I get a lot of questions on AskTheMoneyCoach.com from people who want to improve their credit scores or fix issues with their credit reports. This doesn’t surprise me, since your credit can determine everything from your ability to rent an apartment to your auto insurance rates to whether you get hired for a job.
If you want a high FICO credit score or you’ve been thinking: “I really need to improve my bad credit,” then you’ve come to the right place for the truth.
Here are 10 of the most common FAQs about credit scores and credit reports – along with some quick and honest answers that will improve your credit rating.
1) Where can I get a truly free credit report?

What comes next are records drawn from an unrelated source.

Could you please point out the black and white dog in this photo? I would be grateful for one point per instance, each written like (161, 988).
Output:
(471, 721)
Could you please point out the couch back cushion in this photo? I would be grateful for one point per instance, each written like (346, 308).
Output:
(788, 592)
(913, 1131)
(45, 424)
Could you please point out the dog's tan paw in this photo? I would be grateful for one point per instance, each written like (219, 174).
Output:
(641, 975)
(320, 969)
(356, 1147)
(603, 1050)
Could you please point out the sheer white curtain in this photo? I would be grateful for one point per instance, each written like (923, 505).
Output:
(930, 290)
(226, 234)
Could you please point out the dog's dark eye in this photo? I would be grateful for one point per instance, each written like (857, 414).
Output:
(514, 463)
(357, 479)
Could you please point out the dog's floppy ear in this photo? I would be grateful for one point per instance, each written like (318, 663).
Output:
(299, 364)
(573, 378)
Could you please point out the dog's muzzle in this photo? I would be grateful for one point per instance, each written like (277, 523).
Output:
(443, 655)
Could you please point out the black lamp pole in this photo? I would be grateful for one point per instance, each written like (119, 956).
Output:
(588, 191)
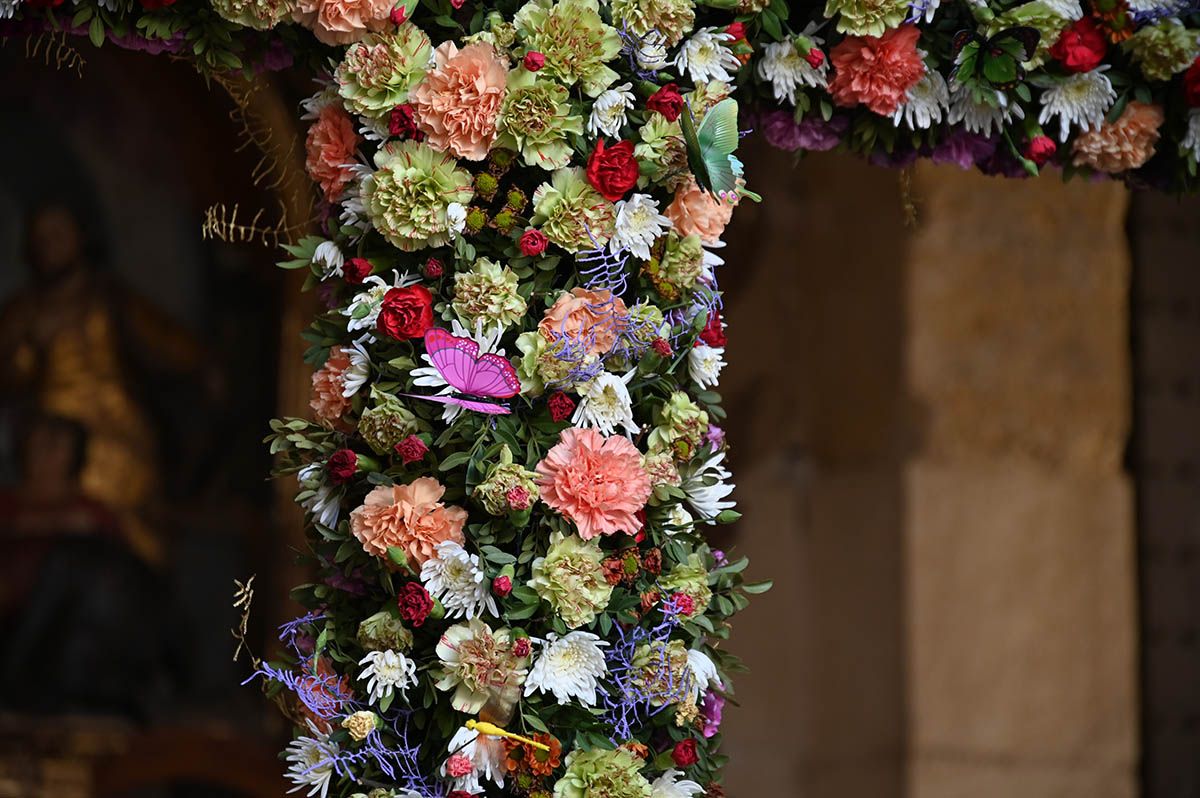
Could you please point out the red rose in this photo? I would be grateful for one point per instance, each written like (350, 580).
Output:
(342, 466)
(406, 312)
(1081, 47)
(561, 406)
(612, 171)
(414, 603)
(666, 101)
(1041, 149)
(533, 243)
(355, 270)
(684, 754)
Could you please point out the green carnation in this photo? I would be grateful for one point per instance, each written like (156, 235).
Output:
(489, 294)
(574, 39)
(570, 579)
(411, 197)
(867, 17)
(535, 119)
(376, 73)
(601, 773)
(1162, 49)
(571, 213)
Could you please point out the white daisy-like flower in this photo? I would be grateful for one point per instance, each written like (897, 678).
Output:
(706, 486)
(570, 667)
(609, 111)
(670, 785)
(1080, 100)
(706, 58)
(639, 225)
(455, 579)
(786, 70)
(927, 102)
(387, 672)
(312, 762)
(605, 405)
(705, 365)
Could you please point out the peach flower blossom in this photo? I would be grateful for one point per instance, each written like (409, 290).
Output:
(876, 71)
(329, 148)
(695, 210)
(592, 318)
(411, 517)
(460, 100)
(1125, 144)
(595, 481)
(328, 387)
(341, 22)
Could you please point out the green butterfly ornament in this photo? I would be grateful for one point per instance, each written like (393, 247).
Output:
(711, 148)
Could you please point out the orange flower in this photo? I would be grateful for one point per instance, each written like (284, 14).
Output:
(411, 517)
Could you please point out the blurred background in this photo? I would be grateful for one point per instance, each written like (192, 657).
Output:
(967, 451)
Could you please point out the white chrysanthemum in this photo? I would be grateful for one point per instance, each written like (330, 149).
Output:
(786, 70)
(387, 672)
(605, 405)
(927, 102)
(1080, 100)
(669, 785)
(609, 111)
(569, 667)
(455, 579)
(706, 487)
(705, 365)
(311, 762)
(639, 225)
(705, 57)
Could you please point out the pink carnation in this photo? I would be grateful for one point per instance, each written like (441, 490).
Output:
(876, 71)
(595, 481)
(328, 150)
(460, 100)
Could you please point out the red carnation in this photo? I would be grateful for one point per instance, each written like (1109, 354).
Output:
(342, 466)
(561, 406)
(666, 101)
(414, 603)
(1081, 47)
(406, 312)
(612, 171)
(684, 754)
(533, 243)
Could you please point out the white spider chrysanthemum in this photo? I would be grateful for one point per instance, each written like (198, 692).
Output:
(609, 111)
(705, 57)
(387, 672)
(311, 762)
(569, 667)
(705, 365)
(1080, 100)
(927, 103)
(455, 579)
(669, 785)
(786, 70)
(605, 405)
(639, 225)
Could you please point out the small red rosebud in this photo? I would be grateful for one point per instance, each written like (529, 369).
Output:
(534, 60)
(533, 243)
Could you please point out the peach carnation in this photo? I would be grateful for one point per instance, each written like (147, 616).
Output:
(460, 100)
(411, 517)
(329, 148)
(595, 481)
(876, 71)
(341, 22)
(1125, 144)
(592, 318)
(695, 210)
(328, 400)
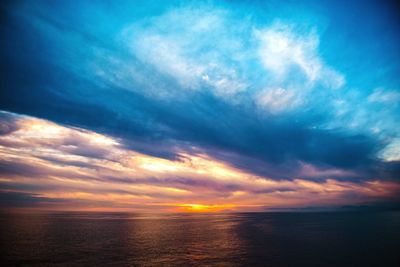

Answer: Go to http://www.annualcreditreport.com for a truly free credit report – no strings attached. You don’t have to pay anything, give a credit card number or sign up for credit monitoring or any trial offers. By law, all adults in the U.S. are entitled to one free credit report every 12 months from each the three main credit bureaus – Equifax, Experian and TransUnion – The credit reporting agencies must also maintain the annualcreditreport.com website to provide those credit files to consumers.
2) How can I remove erroneous or negative items from my credit report?
ANSWER: There’s a difference between trying to get rid of credit information that is negative and incorrect versus credit data that is negative but correct or factually accurate. So you first need to establish whether you have a legal right to get certain information removed. Under the Fair Credit Reporting Act, any info that is erroneous, outdated or that can’t be verified must be removed if you dispute it. The credit bureaus have 30 days to act on your request.
On the other hand, if you simply want to get negative information removed, but it is not actually erroneous, outdated or it can be verified by some source, then you need to go to that source, which is known as a credit “furnisher.” A credit furnisher is any entity that has supplied information to the credit bureaus. You could try to get negative information removed by negotiating a payment agreement, asking for a goodwill adjustment of your account, or requesting a pay for deletion.
3) How long will it take negative items to fall off my credit report?
ANSWER: In general, negative information such as late payments can legally stay on your credit report for seven years from the date of last activity (as in, when you last made a payment). Other credit mishaps like collection accounts, charge-offs or judgments can also remain your credit records for seven years. More severe credit problems, like bankruptcy, can remain on your credit report for 10 years.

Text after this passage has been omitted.